大きすぎる「固定費」が経営を圧迫
同社は丁寧な接客が売りで、勝久氏の時代には会員制を敷いていました。しかし、いくら素晴らしい店員がいても、来店する顧客が少なければ手が余ってしまいます。彼らの人件費は、確実に業績を圧迫します。
大規模店舗も重荷になりました。広すぎる店舗は、顧客が来なければただ家賃を払い続けるだけの金食い虫になってしまいます。単なる賃貸なら撤退すれば良いのですが、大塚家具はその大部分が解約不能の長期契約だったのです。
こうして、人件費と賃料などからなる固定費が経営を圧迫します。売上高販管費率は、ニトリが38.6%なのに対し、大塚家具は63.6%にのぼります。固定費がこれだけ高いと、いくら頑張ってもなかなか利益を出すのは難しいと言えます。

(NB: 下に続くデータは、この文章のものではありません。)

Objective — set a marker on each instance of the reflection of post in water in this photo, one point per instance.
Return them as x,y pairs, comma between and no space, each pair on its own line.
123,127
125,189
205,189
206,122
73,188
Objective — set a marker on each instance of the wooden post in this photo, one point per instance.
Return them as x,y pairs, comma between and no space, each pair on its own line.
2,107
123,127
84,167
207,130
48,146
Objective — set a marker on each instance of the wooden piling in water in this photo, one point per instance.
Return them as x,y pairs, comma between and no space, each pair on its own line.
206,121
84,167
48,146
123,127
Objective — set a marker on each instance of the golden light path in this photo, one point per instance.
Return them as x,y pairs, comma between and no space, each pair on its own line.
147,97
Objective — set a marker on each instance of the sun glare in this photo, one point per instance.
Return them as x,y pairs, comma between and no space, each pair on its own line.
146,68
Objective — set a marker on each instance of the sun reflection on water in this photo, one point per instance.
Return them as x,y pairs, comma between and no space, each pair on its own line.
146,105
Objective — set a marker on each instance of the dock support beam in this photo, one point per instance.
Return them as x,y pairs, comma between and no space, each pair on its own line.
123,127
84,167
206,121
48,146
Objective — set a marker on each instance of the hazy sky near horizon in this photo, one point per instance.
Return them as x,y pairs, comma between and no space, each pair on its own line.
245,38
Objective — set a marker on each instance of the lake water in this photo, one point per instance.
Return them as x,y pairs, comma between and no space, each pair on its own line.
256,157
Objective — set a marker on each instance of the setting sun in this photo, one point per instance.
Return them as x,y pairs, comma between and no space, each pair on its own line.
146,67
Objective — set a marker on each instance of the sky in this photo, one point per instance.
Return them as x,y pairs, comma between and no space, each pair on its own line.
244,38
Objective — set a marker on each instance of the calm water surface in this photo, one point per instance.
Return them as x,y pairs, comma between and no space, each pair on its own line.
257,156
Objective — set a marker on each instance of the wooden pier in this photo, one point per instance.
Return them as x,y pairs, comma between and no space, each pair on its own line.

勝久氏が社長にとどまり、会員制を残していれば顧客離れも起きなかったかもしれません。しかし、それは問題の先送りにすぎず、遅かれ早かれ同じような状況に陥っていたと考えられます。
久美子氏に足りなかった「覚悟」
久美子氏が打ち出した戦略は、次世代店舗網の構築(専門店・小型店)、インターネットショッピングの強化、BtoBの強化、中古品の販売・レンタルなどでした。確かに、いずれも時代の流れを意識した戦略のように思えます。
しかし、本当に必要だったのは、紛れもなく人員削減を含むリストラでした。これがないことには、よほど急激に売り上げが伸びない限り、赤字を垂れ流し続けることは火を見るよりも明らかだったのです。
私も久美子氏の就任後に銀座の店舗を訪れましたが、日曜にもかかわらず店内はガラガラで、手持ち無沙汰の店員たちがおしゃべりをしていました。よほどの秘密がない限り、素人目に見ても「これでは駄目だ」と気づくのではないでしょうか。
もちろん、久美子氏もリストラが必要なことは認識していたのかもしれません。しかし、社長就任の経緯もあり、ここでリストラを行うと一気に人心が離れてしまう可能性があるほか、マスコミから何を言われるかわかりません。
それでも、リーダーは時に厳しい決断をしなければならない場面に直面します。久美子氏に必要だったのは、社員やマスコミから何と言われようと会社を立て直すという「覚悟」だったように思えます。きれいごとだけでは会社は経営できないのです。
一部報道によると、危機的な状況に陥った現在においても社長の地位に固執していると言います。もし本当にそうだとしたら、いまだに覚悟ができていない社長の姿は悲劇のヒロインにもなりません。